НЕ ЗА ВЫСОКИМИ ГОРАМИ

Иона-врач прожил в Мугрееве у князя Дмитрия Михайловича до половины лета. Лечил он Дмитрия Михайловича и Андреяна какими-то травами, которые сам собирал в окрестных полях и лесах. И на ранней заре и среди дня, а, случалось, и ночью мугреевские мужики и ребята встречали за селом у себя сухонького монаха с посошком и берестяной коробушкой. Бывало, наклонится монашек, сорвет былиночку, расправит ее, разглядит и в коробушку положит.

Вся горница у Ионы-врача в мугреевских хоромах Пожарского была увешана пучками шалфея, дикой мяты, укропа, повилики, мака, полыни, ромашки, чемерицы, волкобоя, сон-травы. Они лежали грудками и на подоконниках и на столе. Сладкий, немного дурманящий дух шел из горницы Ионы-врача; и от самого Ионы приятно пахло — пахло полем, лугом, лесом, землей, когда она вся в цвету.

Из трав этих Иона готовил отвары, настойки, бальзамы и мази. Князь Дмитрий Михайлович и Андреян принимали из рук Ионы лекарства и делали всё, как наказывал Иона-врач.

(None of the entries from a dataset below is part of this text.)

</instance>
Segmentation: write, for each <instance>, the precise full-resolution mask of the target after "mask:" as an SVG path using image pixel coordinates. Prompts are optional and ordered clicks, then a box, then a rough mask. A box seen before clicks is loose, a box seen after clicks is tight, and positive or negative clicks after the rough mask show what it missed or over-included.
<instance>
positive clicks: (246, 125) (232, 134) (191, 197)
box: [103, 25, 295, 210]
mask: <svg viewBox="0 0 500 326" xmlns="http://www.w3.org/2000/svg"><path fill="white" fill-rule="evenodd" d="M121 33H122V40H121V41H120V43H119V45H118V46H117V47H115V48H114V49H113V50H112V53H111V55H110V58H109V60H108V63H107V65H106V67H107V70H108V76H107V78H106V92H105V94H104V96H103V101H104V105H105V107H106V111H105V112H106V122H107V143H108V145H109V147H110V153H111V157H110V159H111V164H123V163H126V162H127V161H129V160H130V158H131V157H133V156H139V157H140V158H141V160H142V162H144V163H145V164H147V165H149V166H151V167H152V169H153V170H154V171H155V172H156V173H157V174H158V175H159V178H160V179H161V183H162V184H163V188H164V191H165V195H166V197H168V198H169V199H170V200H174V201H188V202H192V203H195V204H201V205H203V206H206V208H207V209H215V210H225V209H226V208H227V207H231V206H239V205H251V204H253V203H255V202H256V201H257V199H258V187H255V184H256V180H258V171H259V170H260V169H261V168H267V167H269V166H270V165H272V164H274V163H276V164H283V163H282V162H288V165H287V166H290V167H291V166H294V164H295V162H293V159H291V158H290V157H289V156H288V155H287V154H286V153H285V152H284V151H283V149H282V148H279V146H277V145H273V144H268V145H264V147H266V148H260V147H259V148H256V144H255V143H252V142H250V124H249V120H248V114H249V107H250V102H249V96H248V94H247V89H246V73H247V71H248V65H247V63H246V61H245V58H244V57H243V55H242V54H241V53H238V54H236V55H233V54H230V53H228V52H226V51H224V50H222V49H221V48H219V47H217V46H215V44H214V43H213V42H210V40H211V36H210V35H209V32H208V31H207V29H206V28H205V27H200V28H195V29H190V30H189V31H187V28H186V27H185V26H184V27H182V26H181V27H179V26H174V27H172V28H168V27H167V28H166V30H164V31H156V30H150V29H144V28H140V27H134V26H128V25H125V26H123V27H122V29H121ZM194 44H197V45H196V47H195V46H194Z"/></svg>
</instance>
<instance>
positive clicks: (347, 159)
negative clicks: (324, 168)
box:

В июне зацвела липа, цвел тысячелистник, лиловые колокольчики покачивались на легком ветру по бережку речки Лух. К этому времени князь, припадая на одну ногу, уже выходил в сад. Андреян, с зажившим на лице шрамом, подолгу сиживал теперь у раскрытого в избе окошка.

Однажды князь, издали заметив Андреяна, подошел к окну. Андреян хотел было встать, но Дмитрий Михайлович не дал ему этого сделать.

— Сиди, сиди, Андреян, — сказал ему Пожарский. — Сиди уж! Ну, как у тебя, Андреянушка, боевой мой товарищ?

— Слава богу, — ответил Андреян. — Затянулись, зажили мои раны. Поздорову ли у тебя, князь Дмитрий Михайлович?

— И я не больно жалуюсь, Андреян. Хоть и прихрамываю, а — видишь? — ногами шевелю. Поставил-таки меня на ноги Иона-врач!

— Поставил, князь Дмитрий Михайлович! Спасибо ему! Знающий монах. Ведает, какая к чему трава идет, какую когда срывать, какой травой когда пользовать. Не будь Ионы — не сидел бы я теперь у окошка, а лежал в сырой земле.

— Верно, Андреян! — заметил князь. — Это верно. Ну, а как с твоим Сенькой? Неужто ничего?

В избе, в темном углу за печкой, кто-то всхлипнул. Это Арина, когда Дмитрий Михайлович неожиданно вырос у нее под окном, в испуге забилась туда. И она заплакала тихо и протяжно, едва Дмитрий Михайлович спросил о Сеньке.

У Арины в душе была своя рана, которую никакими травами не залечил бы и Иона-врач…

Но вот и липа отцвела, начала земляника созревать… Князь Дмитрий Михайлович расхаживал по двору с Федосом Ивановичем, заглядывая в амбары и сараи… Андреян посылал бубенщика под Шую на ярмарку прикупить чего-нибудь из инструмента, потребного по кузнечному ремеслу. А Иона-врач стал собираться в дорогу.